GLENWOOD SPRINGS, Colo. (AP) — The federal government on Friday said it will cancel 25 oil and gas leases in central Colorado’s White River National Forest, reversing what it called faulty environmental reviews on the leases that were issued between 1995 and 2012.

The Bureau of Land Management said it was canceling leases in the Thompson Divide — an area southwest of Aspen that has been the subject of aggressive lobbying by groups and municipalities that depend on the outdoor recreation industry.

The agency said it would apply new stipulations for other leases on forest land that are not currently producing oil or gas, and make minor or no adjustments to producing leases.
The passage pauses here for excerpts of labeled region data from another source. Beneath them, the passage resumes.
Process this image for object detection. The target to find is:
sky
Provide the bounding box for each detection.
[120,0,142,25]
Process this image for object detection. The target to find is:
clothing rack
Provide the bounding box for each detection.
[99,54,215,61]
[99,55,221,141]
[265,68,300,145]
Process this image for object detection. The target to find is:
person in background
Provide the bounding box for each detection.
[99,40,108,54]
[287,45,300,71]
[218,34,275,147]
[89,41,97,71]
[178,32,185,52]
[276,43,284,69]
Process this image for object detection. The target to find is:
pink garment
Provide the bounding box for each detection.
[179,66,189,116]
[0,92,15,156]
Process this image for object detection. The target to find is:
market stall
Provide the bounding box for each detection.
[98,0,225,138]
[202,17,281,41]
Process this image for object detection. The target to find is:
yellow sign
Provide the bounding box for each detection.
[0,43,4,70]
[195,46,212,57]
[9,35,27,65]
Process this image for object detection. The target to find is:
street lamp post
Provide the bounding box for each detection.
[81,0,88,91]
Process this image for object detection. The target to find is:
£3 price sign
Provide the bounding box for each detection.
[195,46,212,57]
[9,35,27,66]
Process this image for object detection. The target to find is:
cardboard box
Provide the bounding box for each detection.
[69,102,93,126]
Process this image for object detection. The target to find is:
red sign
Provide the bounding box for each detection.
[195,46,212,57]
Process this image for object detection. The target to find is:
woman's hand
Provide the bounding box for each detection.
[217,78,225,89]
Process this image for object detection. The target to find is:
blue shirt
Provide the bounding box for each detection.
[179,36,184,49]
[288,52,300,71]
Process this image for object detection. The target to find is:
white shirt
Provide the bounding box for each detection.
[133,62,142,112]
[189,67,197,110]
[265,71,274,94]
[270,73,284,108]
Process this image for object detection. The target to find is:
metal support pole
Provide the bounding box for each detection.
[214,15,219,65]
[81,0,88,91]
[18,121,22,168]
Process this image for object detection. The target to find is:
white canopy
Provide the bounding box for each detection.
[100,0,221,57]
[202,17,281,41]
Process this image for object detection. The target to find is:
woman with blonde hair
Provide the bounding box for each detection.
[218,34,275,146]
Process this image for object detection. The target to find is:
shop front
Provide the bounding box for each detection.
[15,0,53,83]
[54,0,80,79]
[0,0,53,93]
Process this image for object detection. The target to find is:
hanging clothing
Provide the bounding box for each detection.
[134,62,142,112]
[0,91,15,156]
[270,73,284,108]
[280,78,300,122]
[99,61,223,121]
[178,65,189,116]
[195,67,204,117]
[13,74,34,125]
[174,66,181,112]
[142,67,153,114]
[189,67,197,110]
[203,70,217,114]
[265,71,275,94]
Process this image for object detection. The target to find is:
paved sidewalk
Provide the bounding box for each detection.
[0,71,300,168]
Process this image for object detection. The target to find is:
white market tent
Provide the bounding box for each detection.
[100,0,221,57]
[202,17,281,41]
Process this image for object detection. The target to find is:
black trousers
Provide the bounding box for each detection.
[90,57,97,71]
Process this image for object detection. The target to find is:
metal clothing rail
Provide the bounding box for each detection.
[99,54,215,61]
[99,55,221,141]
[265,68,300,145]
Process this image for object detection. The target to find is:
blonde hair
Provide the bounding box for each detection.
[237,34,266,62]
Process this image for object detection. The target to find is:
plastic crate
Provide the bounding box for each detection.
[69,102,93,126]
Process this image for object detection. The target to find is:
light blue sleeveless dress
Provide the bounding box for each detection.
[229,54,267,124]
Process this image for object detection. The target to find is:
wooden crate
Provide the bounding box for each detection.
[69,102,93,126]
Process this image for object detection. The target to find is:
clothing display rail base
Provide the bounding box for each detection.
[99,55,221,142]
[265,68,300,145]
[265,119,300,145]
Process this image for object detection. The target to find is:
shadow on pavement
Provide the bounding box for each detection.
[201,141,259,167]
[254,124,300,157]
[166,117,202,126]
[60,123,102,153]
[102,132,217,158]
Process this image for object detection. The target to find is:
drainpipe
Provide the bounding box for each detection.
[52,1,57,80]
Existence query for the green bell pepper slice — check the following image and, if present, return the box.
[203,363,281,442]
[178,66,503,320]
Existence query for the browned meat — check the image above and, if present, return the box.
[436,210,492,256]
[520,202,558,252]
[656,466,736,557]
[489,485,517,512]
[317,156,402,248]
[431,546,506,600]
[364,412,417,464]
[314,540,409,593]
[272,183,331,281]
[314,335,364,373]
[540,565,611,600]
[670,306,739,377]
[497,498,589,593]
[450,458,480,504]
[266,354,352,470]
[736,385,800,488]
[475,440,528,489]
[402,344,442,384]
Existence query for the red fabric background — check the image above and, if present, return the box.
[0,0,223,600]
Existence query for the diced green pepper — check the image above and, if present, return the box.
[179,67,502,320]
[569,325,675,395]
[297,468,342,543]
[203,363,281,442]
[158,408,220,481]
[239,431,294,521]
“Drilling in this area would have put the area’s ranching and tourism economies at risk,” said Pete Maysmith, executive director of Conservation Colorado.

Energy firms recently had been pushing for another review of forest leases following a study that greatly increased the estimated abundance of natural gas in western Colorado, the Glenwood Springs Post Independent reported (http://bit.ly/2afZsBr ).

The bureau’s decision will be open for a 30-day public comment period starting Aug. 5.

Two years ago, the federal government made more than 90 percent of the 2.2-million-acre White River National Forest off-limits to energy exploration. Last year, White River Forest Supervisor Scott Fitzwilliams removed the Thompson Divide from new leasing for the next two decades.

The forest stretches from the Continental Divide to the western slope of Colorado’s Rocky Mountains and includes renowned ski resorts like Breckenridge, Vail and Aspen.

The agency conducted a study that led to Friday’s decision because the leases were issued either without formal adoption of a 1993 U.S. Forest Service environmental review or because the BLM didn’t do its own review in the first place.

While applauding the cancellations, some conservationists criticized the agency for not ruling out all leasing in the White River forest.

“Important fish and wildlife habitat will be affected by development of the other leases,” said Kate Zimmerman, public lands policy director for the National Wildlife Federation.